Picture this: You’re researching a new coffee maker. You Google “best espresso machines,” browse Williams-Sonoma’s website, watch a YouTube review, then see a CTV ad for Breville machines before finally making a purchase. Traditional ad targeting treats each of these touchpoints as isolated events. Multimodal AI sees them as one connected journey — and that’s revolutionizing how advertisers find and reach audiences.

The multimodal difference

While everyone’s been obsessed with Sora 2 putting their faces into videos, the advertising world has quietly been building something more practical: AI that can understand any type of data and apply those insights across any advertising channel.

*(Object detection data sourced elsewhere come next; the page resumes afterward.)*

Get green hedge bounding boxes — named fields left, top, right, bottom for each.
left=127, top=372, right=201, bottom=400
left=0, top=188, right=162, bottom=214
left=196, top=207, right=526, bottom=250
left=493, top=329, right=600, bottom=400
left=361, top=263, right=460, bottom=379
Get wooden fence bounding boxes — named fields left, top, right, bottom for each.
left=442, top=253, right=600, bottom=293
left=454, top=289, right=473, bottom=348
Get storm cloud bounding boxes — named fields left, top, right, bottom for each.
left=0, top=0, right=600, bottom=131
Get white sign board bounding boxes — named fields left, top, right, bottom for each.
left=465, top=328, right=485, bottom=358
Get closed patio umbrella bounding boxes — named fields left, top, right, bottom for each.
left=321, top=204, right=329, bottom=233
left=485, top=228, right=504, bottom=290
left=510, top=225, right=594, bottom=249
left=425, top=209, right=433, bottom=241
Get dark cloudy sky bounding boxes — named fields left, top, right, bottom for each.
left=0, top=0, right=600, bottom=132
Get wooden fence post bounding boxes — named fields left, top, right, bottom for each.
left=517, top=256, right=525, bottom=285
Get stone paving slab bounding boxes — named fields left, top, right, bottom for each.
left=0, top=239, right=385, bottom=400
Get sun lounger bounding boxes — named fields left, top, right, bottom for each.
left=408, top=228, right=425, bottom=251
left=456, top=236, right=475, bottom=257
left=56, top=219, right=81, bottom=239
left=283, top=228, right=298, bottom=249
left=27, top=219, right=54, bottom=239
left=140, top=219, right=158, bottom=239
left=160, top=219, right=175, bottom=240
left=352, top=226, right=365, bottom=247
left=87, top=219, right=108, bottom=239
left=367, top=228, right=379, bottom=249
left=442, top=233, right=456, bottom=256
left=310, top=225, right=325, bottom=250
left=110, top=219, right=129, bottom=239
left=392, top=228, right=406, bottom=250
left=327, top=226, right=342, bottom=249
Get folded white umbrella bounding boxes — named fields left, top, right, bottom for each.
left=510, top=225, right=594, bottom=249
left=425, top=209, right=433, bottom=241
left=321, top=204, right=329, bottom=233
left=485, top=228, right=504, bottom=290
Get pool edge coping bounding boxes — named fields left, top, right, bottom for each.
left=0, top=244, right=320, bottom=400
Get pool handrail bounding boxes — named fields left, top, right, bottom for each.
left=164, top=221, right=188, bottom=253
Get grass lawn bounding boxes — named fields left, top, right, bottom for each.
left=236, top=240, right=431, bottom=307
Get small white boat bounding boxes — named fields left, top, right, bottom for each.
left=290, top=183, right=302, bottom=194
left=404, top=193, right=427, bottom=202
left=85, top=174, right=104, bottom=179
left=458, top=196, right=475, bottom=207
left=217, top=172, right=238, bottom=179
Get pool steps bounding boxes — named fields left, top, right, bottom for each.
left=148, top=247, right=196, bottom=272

“What you need is prediction based on behavioral data, and that’s why we wanted to use multimodal AI for prediction in digital ad targeting,” explains Melinda Han Williams, Chief Data Scientist at Dstillery. “By multimodal, we mean you can use different modalities of data — not just different sources. The difference between looking at words and what they mean and looking at behaviors and how you’ve seen them strung together as sequences in the past.”

Think of it like how humans naturally combine visual cues, sounds, text and context to understand a situation. When you see a waiter slip on a wet floor near a caution sign, your brain instantly processes multiple inputs to grasp the full story. Multimodal AI aims for that same fusion of understanding.

From brief to campaign in one model

Here’s where it gets interesting for advertisers. Instead of building separate models for search, display, CTV and everything else, multimodal AI creates one unified understanding that works everywhere.

“What sets multimodal AI apart is in its flexibility,” said Taejin In, Chief Product Officer at Dstillery. “Whether you have rich first-party data or just a basic campaign brief, multimodal AI can transform virtually any starting point into precise, actionable audiences.”

The system can take first-party data, CRM lists, search keywords, website URLs, or even just a paragraph describing your target audience. It then builds a model that can activate across user segments, contextual targeting, private marketplace deals and custom bidding algorithms — all from that single input.

This new way to approach targeting doesn’t just simplify workflows for overworked advertising professionals, but it also delivers superior outcomes. For example, an automotive brand using a curated CTV deal created by multimodal AI saw a much higher 98% video completion rate compared to traditional ID-based targeting, while an auto insurance company with direct response goals surprisingly discovered that contextual targeting outperformed 12 other tactics in their campaign, including traditional id-based lookalikes.

Why this matters now and in the future 

Multimodal capabilities in digital ad targeting clearly provide a lot of value today – the application of more data to build more precise targeting, the ability to understand and reach audiences without relying solely on identifiers, and the ability to reduce vendor sprawl and simplify workflows.  

However, something that might not be obvious is how multimodal AI is foundational for tomorrow’s AI agents and agentic advertising systems. “For agentic AI and advanced AI agents to truly deliver superior value, they need to understand all modes of data; you can’t do that without multimodality,” In explains, “Imagine if an AI agent can only reason from contextual signals. It would be missing behavioral signals which we all know are a much better predictor of intent”

With a multimodal foundation, these agentic AI systems and protocols will be able to understand multiple modes of data (web behavioral, CTV, in-app, search, user segment, evaluate and make decisions in a shared space, and interact with external systems all with different modalities. 

The reality check

Multimodal AI isn’t magic. Success depends on having the right seed data and being willing to test and optimize. The most successful implementations happen when brands view it as a partnership, not a set-it-and-forget-it solution.

But for advertisers tired of managing dozens of disconnected models and tactics, multimodal AI offers a compelling alternative: one model that understands your audience across every signal and can activate that understanding anywhere in the programmatic ecosystem. In a world where consumer journeys zigzag across channels, that unified view isn’t just convenient — it’s essential.